We were freed! Official looking gentlemen had come to our rescue. Some were security staff, others were policemen. I saw Marlene accompanied by a uniformed policeman. I ran to her full of joy. Immediately I saw through the masterful plan of the kidnappers, and how they planned to escape. The police officer. I recognised those eyes as the eyes of the man in the balaclava.
"Run!" I screamed "It's them!" I leapt on the officer, but I was weak. He easily overpowered me, and laughing, he pushed me to the ground. Through my huffing and puffing and gnashing of teeth, he simply held me down until all my capacity to rage ha ebbed.
"That's just Cliff." Marlene laughed with him. "He's an actor. Just like me. Come on Cliff, let him up now."

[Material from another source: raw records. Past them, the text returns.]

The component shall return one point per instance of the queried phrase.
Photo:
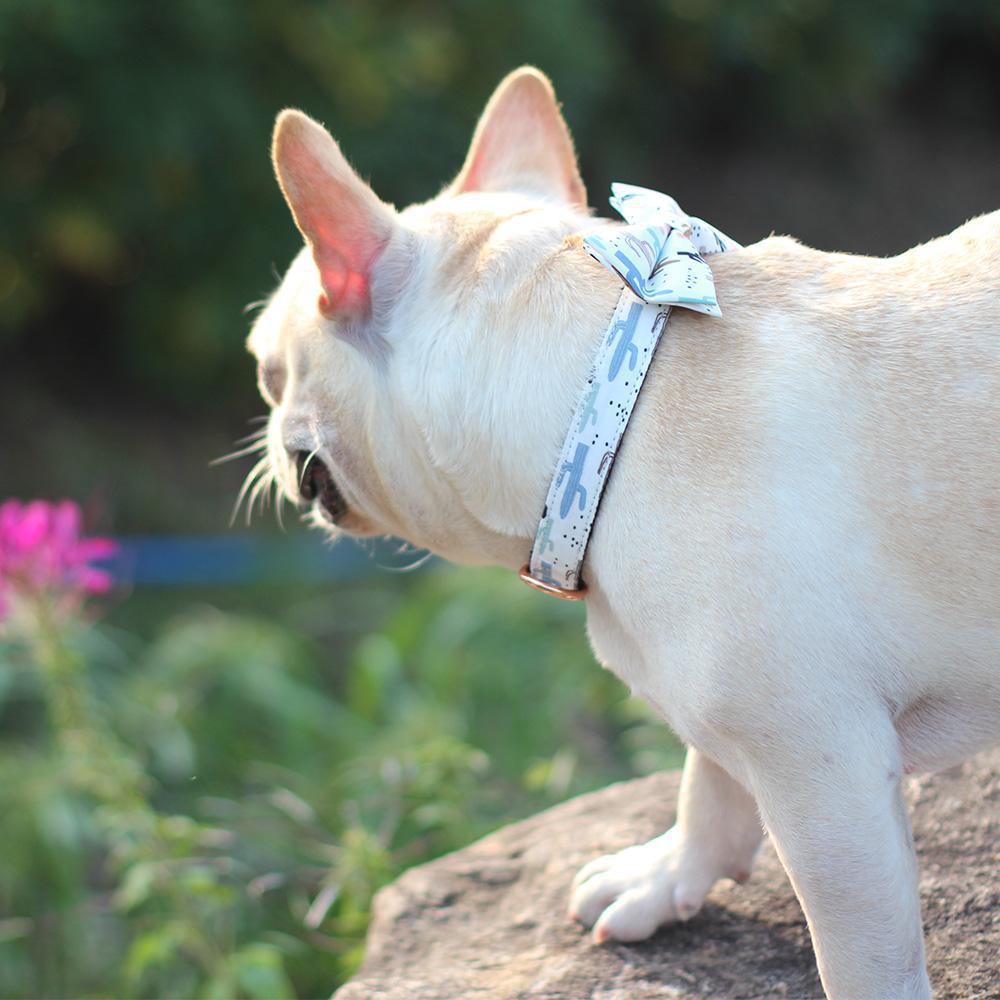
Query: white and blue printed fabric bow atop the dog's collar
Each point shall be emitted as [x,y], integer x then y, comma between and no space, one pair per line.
[659,253]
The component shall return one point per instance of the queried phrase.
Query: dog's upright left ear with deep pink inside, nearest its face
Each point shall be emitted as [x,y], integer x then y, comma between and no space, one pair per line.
[342,220]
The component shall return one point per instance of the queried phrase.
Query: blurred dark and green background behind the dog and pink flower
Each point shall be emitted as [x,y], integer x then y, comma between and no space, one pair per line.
[323,721]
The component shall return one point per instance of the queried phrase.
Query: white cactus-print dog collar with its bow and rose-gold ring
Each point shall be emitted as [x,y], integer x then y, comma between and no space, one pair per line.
[660,257]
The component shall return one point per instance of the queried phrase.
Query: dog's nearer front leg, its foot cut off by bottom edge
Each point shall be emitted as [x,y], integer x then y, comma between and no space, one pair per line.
[832,803]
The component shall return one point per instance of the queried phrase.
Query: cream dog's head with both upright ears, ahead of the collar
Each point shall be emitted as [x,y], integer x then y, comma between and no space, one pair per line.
[400,355]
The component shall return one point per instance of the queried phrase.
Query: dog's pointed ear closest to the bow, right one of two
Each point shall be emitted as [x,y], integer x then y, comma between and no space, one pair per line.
[522,143]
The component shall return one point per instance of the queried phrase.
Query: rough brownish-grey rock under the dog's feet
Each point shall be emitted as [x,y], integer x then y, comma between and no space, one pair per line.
[489,921]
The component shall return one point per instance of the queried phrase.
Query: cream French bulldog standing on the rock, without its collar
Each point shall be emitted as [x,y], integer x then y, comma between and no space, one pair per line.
[797,560]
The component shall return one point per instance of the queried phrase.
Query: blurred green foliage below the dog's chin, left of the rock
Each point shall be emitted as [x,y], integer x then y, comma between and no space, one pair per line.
[213,811]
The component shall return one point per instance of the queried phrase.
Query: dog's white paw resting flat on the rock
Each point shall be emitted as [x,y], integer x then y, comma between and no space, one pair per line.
[628,895]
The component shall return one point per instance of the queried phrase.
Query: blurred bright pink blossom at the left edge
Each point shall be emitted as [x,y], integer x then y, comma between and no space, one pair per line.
[43,551]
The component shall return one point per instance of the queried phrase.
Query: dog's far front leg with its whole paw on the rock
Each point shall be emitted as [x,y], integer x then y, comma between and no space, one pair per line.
[626,896]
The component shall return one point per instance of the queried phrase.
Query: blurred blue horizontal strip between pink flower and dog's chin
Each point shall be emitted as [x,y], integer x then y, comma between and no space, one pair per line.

"What?" I was so shocked, I could hardly speak.
"Yes," he pulled me to my feet. His voice seemed warm and gentle. Yet he spoke with passion and authority. "All that rage and anger, and you've been locked up for just sixteen hours. On the slave ships similar conditions were endured for months on end."
"This was a production by the Shock Simulation company. Slaves were rounded up by men with guns, as you were. Their possessions were taken from them, as yours were. Men were separated from women and the aged, as you were." Marlene waved a finger at me as the spoke. "Do you know it could take 12 months for a slave ship to leave England for the round-trip via Africa and America, and you, you lightweight are at death's door after less than a day!" Her voice chastised me but her smile showed me warmth. "Do you feel the hurt and injustice? You were minding your own business and men with guns stole everything from you, your life."
"Scurvy," I mumbled. Examining some orange-peel I'd removed from my pocket but in my mind I was feeling her words. "I'm so sorry." The words came from my lips, I'd said them a thousand times before. 'I'm sorry I didn't call.' 'I'm sorry for you loss.' Today sorry took on new meaning, for something I hadn't done.
"It's cool." She rubbed my shoulder, "and don't worry. The guy who was shot dead, Kenny. He's an actor too." She pointed to another character dressed in a uniform.
"Sorry I had to hit you." Cliff offered his hand. "But it's all covered in the disclaimer you signed when you bought the ticket." He made his excuses and departed.
I didn't know what to make of it. I was just so happy to be alive.
"You bought me that ticket. You knew all along You were never in danger and neither was I." Filled with relief and joy, my heart contained no room for anger.
"So now you've had black history lesson number one. Are you ready for more? Act two perhaps?"
"No thank you." I shyed away.
"Are you sure?" She took my hand. "The next act involves sexual abuse and whipping." She flashed her warm brown eyes at me. "Lots of whipping, after all, I did promise."